June 20, 2013 / 9:02 PM / 5 years ago

UPDATE 1-Greek political impasse deepens after coalition talks fail

ATHENS, June 20 (Reuters) - Greece’s coalition leaders failed to agree to on how to resume state television broadcasts during their third round of talks this week, deepening a nine-day impasse that has renewed fears of political instability in the country.

Prime Minister Antonis Samaras had appeared close to a compromise earlier this week with his two leftist coalition partners over the sudden closure of the ERT state broadcaster, until the three-party talks collapsed again on Thursday.

The leader of the smallest party in the coalition, Fotis Kouvelis of the Democratic Left, attacked Samaras for failing to comply with a court ruling ordering ERT back on air and rejecting his proposal for a reformed broadcaster.

“No common ground was reached at the political leaders’ meeting with regards to the issue of ERT,” Kouvelis said.

Democratic Left party officials were due to meet on Friday morning to discuss their stance on the issue, officials said.

The leader of the other junior coalition partner, Evangelos Venizelos, warned the country’s ruling coalition was in trouble and called on Kouvelis to stay in the government.

“The situation for the country, the economy and its citizens is especially grave,” said Venizelos, who heads PASOK, the second-biggest party in the government.

“We want the government to continue as a three-party government and we are asking Democratic Left to participate in re-establishing cooperation.”

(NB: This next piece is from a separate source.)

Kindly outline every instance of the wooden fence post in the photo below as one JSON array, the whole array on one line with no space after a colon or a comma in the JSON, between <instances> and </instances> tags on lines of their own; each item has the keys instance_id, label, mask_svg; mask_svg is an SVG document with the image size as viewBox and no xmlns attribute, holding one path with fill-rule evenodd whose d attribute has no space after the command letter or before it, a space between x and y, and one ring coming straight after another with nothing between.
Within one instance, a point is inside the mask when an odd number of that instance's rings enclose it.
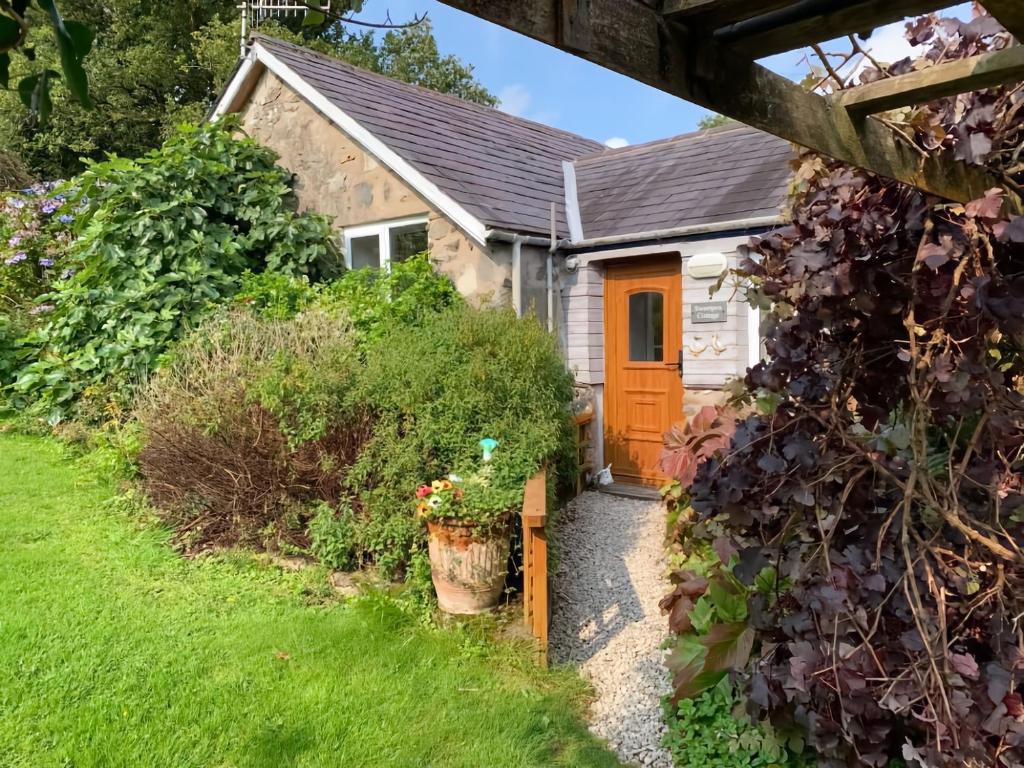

Centre-right leader Samaras has ruled in fragile coalition with the two centre-left parties since coming to power a year ago. The latest crisis was sparked by Samaras abruptly yanking ERT off air last week, triggering an outcry from his allies, unions and journalists.

ERT remains off air despite a court ruling on Monday ordering it back on. Samaras wants a transitional broadcaster run by only a few staff that will air a few ready-made programmes while his allies want ERT to reopen exactly as it was before until the smaller version is launched.

Venizelos said Samaras had accepted a proposal to resume public broadcasts and re-hire about 2,000 workers, but that the junior partners were not satisfied.

“There have been steps to repair this but we are not fully satisfied,” he said.